慢慢的月兌著衣服,他想擦去一早就被杜靜宇氣出來的熱汗,怎知才剛拉開衣襟,緊閉的房門卻突然的被推開了。
「你干什麼?」江豫皓怒瞪著他,又來找麻煩了是吧!
「沒有,想提醒你等會兒梳洗完後就到庭院去,今天我要教你一些基本的功夫!」他笑笑的回答,然而目光卻不停的在眼前那雪白的身子上游移。
哇塞!超美味的耶!
「不用你說我也知道!」咬著牙吼回去。咦!敝了!他在看哪里啊?我的身體嗎?
好笑!一樣都是男生,有什麼好看的?
「那我走啦!」不舍的收回目光,他將門關上。
「最好不要回來!」對著已關上的房門吐吐舌頭。
「嗨!我回來啦!」突地門又被推開了,當然又是同樣的人。
「你走不走啊?」沒好氣的問,他都快被這家伙給鬧瘋了!
「最後還要跟你說兩件事。」杜靜宇賊賊的笑著。
「有屁快放啦!」
「第一,是你該死的惹上我這麻煩的家伙,我就該死的纏你一輩子。」
「你!」
江豫皓掄起拳頭,卻立即被他出聲制止。
「等等!要打等我說完第二項再打。」
江豫皓沒有答話,只是怒瞪著他,而他因憤怒而上下起伏的胸膛,在陽光的照耀下顯得秀色可餐。

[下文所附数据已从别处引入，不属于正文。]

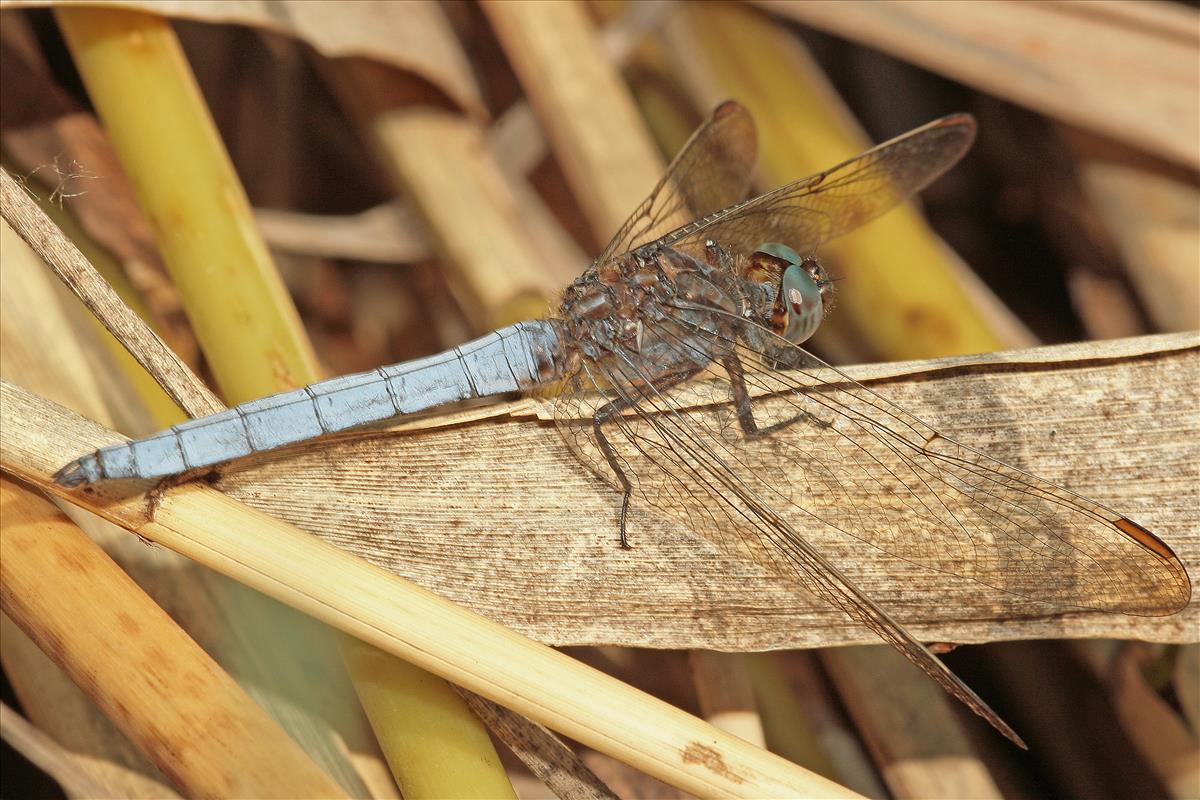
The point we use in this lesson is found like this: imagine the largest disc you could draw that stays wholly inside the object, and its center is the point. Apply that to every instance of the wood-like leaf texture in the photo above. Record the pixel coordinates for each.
(495, 512)
(413, 36)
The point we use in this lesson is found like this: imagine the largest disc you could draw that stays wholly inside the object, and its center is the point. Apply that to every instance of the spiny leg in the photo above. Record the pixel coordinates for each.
(611, 410)
(744, 409)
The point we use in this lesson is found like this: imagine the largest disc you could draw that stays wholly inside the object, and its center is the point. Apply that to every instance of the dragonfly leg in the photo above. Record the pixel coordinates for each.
(745, 410)
(612, 410)
(604, 414)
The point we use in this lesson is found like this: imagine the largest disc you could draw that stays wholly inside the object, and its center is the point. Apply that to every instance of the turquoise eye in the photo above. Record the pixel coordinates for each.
(799, 294)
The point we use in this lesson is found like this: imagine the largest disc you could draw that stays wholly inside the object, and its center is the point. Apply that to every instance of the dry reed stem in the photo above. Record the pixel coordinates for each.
(585, 108)
(48, 756)
(161, 130)
(1155, 222)
(402, 619)
(791, 687)
(157, 685)
(726, 693)
(40, 356)
(435, 746)
(546, 756)
(90, 287)
(1126, 70)
(911, 728)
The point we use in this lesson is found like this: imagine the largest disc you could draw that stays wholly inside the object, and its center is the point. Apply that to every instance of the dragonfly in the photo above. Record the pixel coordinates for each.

「你……」曖昧的笑意爬上嘴邊,「看起來好可口喔!害我好想咬你一口!」
房門關上的瞬間,一張椅子也跟著狠狠的砸了過去,差點就讓那扇門「壽終正寢」。
「狂!」
江豫皓忍不住的大吼,震得杜家上下皆以為是地牛翻身了。
***
掐指算算,他江豫皓住在杜家也有一段日子了,真沒想到,竟也漸漸習慣了這樣的生活,有些驚訝,卻有更多的苦澀和無奈。
放下揮動了許久的銀劍,坐上一旁的大石頭,些微的失落感浮上心頭,身旁少了杜靜宇那個吵死人的家伙,還真是有點不習慣。
這樣的情形已經連續發生好幾天了,自從上次帶他去市集,讓某些人見著了杜靜宇,知道杜靜宇長得並不丑後,一傳十、十傳百,如今整個杭州幾乎都知道杜靜宇是個長得比自己還要好看的人了。
就像現在一樣,他又在教自己武功教到一半時,被家丁打斷,說是哪家的女兒前來說親、前來拜訪,繼而杜靜宇就放下手中的劍,丟下一句--你繼續練!就跟著那名家丁處理事情去。
同樣的事情,一天總要上演個三四次,好悶啊!
「無聊死了!」
江豫皓躺在湖邊一塊平坦的石頭上,輕輕的合上眼,感受這入秋後的微風拂過臉頰的涼爽感覺。
那麼多的姑娘家前來說親,不知道杜靜宇有沒有中意的呢?如果有的話,想必很快就會成親了,成親後,自己對他就不重要了吧……
「唉!」重重的吁了一口氣。本來就不重要了啊!反正對任何人來說,他江豫皓都只是個不重要的人吧?
「不過,如果杜靜宇不成親的話,那我對他而言算不算是重要的啊?」無意間涌起的想法,很快的就被自己的哂笑帶過。「杜靜宇怎麼可能不成親!他可是杜家的獨生子耶!」他的口吻既苦澀又帶點無奈。
側過身子,修長的指頭在水面上輕輕的劃著,湖面泛起了漣漪,一圈一圈的逐漸擴大,最後消失在遠處。
好象自己的心,也是一圈一圈的泛著波紋,甜甜的、酸酸的,卻又有點苦苦的。